Abstract
Purpose :
Artificial intelligence may help introduce diabetic retinopathy (DR) screening to low-income countries where manpower and expertise are limited. Depending on the referral threshold, the volume of referral may outstrip capacity to treat. After screening is introduced disease prevalence is expected to fall. We have developed a novel AI that is trained using pairwise comparison and capable of ranking images in order of severity. Referral threshold can be adjusted to be locally appropriate.
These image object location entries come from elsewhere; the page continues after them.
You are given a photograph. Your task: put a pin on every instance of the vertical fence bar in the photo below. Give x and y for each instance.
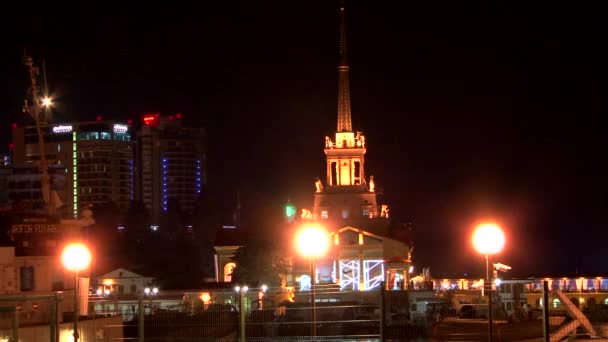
(382, 313)
(16, 326)
(140, 319)
(546, 332)
(242, 314)
(52, 320)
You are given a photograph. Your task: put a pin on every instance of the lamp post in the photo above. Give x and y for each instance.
(241, 291)
(76, 257)
(488, 239)
(312, 242)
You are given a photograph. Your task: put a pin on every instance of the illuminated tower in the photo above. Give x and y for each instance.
(171, 159)
(347, 194)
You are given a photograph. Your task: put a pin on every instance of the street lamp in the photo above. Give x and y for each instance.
(312, 242)
(241, 291)
(76, 257)
(488, 239)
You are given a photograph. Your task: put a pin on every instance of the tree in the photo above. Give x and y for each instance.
(258, 263)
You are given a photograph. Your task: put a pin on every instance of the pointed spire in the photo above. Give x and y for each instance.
(344, 117)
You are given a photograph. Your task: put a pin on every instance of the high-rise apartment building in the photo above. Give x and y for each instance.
(96, 156)
(171, 164)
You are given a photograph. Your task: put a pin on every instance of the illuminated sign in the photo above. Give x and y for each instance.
(62, 129)
(118, 128)
(149, 119)
(34, 228)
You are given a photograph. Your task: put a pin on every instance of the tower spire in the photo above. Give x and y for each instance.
(344, 117)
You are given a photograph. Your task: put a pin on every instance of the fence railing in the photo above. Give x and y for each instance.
(274, 315)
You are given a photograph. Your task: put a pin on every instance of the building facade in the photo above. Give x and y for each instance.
(171, 164)
(97, 157)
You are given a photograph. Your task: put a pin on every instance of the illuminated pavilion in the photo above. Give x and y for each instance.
(366, 247)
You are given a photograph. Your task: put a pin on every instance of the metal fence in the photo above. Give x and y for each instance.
(280, 315)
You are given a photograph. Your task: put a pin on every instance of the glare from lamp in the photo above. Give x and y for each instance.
(312, 241)
(47, 101)
(76, 257)
(488, 238)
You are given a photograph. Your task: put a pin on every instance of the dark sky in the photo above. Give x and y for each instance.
(472, 110)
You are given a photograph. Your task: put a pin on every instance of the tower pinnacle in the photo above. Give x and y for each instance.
(344, 117)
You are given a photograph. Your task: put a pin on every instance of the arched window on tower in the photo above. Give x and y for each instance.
(228, 269)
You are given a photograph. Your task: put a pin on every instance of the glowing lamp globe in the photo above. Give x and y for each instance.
(47, 102)
(76, 257)
(312, 241)
(488, 239)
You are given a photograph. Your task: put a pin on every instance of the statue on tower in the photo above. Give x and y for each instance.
(384, 211)
(306, 214)
(319, 185)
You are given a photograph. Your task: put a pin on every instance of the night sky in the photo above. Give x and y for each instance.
(470, 110)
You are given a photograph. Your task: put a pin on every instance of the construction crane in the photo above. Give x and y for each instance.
(39, 109)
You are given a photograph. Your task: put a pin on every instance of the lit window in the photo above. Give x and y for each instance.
(345, 213)
(556, 303)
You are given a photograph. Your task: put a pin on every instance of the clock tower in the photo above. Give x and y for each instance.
(347, 194)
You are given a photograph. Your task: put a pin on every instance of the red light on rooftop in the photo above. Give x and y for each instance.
(149, 119)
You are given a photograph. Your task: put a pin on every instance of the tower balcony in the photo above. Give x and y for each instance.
(346, 140)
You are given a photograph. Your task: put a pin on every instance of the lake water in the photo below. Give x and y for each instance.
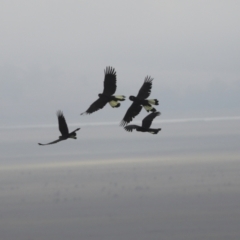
(183, 183)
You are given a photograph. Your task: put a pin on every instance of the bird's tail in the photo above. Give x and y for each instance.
(154, 130)
(120, 97)
(153, 101)
(149, 108)
(114, 103)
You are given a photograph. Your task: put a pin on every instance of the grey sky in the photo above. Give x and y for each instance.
(53, 54)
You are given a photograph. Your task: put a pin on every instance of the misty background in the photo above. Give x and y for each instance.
(182, 183)
(53, 56)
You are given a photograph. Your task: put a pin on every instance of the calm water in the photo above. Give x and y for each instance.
(183, 183)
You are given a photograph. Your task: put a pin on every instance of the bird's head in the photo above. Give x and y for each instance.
(132, 98)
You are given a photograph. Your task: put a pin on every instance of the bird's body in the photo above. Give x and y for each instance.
(63, 128)
(140, 101)
(146, 123)
(107, 96)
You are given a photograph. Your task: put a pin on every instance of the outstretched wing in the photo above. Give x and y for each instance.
(41, 144)
(147, 121)
(130, 128)
(145, 90)
(63, 128)
(132, 112)
(98, 104)
(110, 81)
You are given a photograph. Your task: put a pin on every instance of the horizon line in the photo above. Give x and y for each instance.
(176, 120)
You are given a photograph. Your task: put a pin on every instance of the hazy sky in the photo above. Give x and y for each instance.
(53, 54)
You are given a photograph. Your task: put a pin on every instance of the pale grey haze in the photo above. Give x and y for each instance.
(180, 184)
(53, 54)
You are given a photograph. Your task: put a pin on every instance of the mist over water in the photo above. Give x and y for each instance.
(183, 183)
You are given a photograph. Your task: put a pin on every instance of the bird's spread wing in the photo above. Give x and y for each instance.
(98, 104)
(129, 128)
(132, 112)
(145, 90)
(147, 121)
(63, 128)
(41, 144)
(110, 81)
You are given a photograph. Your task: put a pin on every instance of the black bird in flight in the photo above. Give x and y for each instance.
(146, 123)
(63, 128)
(109, 89)
(139, 101)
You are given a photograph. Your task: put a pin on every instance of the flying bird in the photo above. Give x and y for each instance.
(146, 123)
(109, 88)
(140, 101)
(63, 128)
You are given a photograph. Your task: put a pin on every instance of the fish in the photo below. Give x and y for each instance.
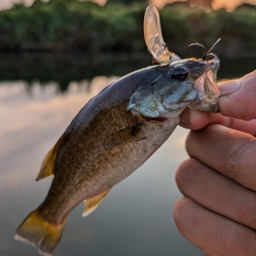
(112, 135)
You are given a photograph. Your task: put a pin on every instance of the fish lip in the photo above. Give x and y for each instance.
(206, 87)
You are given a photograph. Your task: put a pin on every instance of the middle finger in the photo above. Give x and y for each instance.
(228, 151)
(217, 192)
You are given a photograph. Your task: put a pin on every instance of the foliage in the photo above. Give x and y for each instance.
(72, 25)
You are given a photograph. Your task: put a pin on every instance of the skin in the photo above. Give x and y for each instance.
(218, 181)
(111, 136)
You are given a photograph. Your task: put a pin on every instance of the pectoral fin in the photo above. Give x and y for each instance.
(92, 203)
(48, 164)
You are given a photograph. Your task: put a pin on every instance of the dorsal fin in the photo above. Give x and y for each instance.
(92, 203)
(48, 164)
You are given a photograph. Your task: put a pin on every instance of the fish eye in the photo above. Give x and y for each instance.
(179, 73)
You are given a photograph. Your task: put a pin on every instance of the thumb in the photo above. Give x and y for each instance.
(238, 97)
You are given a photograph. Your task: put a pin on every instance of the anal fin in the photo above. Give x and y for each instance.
(92, 203)
(48, 164)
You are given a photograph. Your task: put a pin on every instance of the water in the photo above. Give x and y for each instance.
(136, 216)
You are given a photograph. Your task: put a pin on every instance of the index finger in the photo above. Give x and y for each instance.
(238, 97)
(233, 153)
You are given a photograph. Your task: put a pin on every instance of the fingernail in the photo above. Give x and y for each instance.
(229, 87)
(185, 115)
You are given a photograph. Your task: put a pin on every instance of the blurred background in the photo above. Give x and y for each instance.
(54, 56)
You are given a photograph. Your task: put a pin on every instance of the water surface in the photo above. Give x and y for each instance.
(37, 102)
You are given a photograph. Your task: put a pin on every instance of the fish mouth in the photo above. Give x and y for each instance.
(206, 87)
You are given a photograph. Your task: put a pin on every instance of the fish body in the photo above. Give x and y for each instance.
(111, 136)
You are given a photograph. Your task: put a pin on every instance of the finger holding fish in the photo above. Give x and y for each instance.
(236, 107)
(115, 133)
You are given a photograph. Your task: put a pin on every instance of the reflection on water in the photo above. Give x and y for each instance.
(136, 216)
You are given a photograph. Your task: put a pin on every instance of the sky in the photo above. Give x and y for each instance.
(230, 5)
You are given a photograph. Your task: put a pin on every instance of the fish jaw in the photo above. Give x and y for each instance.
(206, 86)
(171, 92)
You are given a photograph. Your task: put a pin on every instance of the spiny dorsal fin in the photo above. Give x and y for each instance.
(92, 203)
(48, 164)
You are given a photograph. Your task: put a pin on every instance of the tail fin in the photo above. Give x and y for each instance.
(40, 232)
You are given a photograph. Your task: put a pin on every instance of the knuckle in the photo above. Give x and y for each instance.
(242, 163)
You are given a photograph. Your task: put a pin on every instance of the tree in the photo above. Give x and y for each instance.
(204, 4)
(127, 2)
We tested the performance of our algorithm at different levels of disease prevalence.
Methods :
We developed and tested an approach to AI which we term “comparative AI”, inspired by the concept of “adaptive comparative judgment”. AI models were trained on publicly available datasets (Messidor2, APTOS, DR-2015, IDRID) using pairwise comparison to judge which of two images had more severe retinopathy. Images are ranked based on the likelihood of each image being worse or better than a specified boundary. The model was refined using Bayesian statistics. We tested 2 populations derived from the DDR dataset with different prevalence based on published literature: a ‘naive population’ with higher prevalence of more severe grades and a ‘mature’ population with lower prevalence (Table). We report on two thresholds of referral: mild vs. moderate NPDR and moderate vs. severe NPDR.
Results :
For a naive population, the sensitivity (SEN), specificity (SPE), positive predictive value (PPV), negative predictive value (NPV) and number of false positive referrals (FP) for mild v moderate were 0.84, 0.89, 63.7%, 96.1% and 107 FP cases; for moderate v severe were 0.94, 0.89, 35% and 99.7% and 123 FP cases. For the mature population: mild v moderate 0.86, 0.82, 29.8%, 98.5% and 203 FP cases; moderate v severe 1.00, 0.89, 18.3%, 100% and 125 FP cases. SEN and PPV move in opposite directions as do SPE and NPV.
Conclusions :
On introduction of a DR screening programme, case referral and treatment reduce the prevalence of severe retinopathy. Irrespective of referral threshold settings, lower disease prevalence is associated with higher false positive referrals. This is an inevitable consequence of statistics. Comparative AI offers a flexible referral threshold which could deliver acceptable PPV performance across a range of health settings and changing DR prevalence, without extensive and costly re-training and re-regulation.
This abstract was presented at the 2024 ARVO Annual Meeting, held in Seattle, WA, May 5-9, 2024.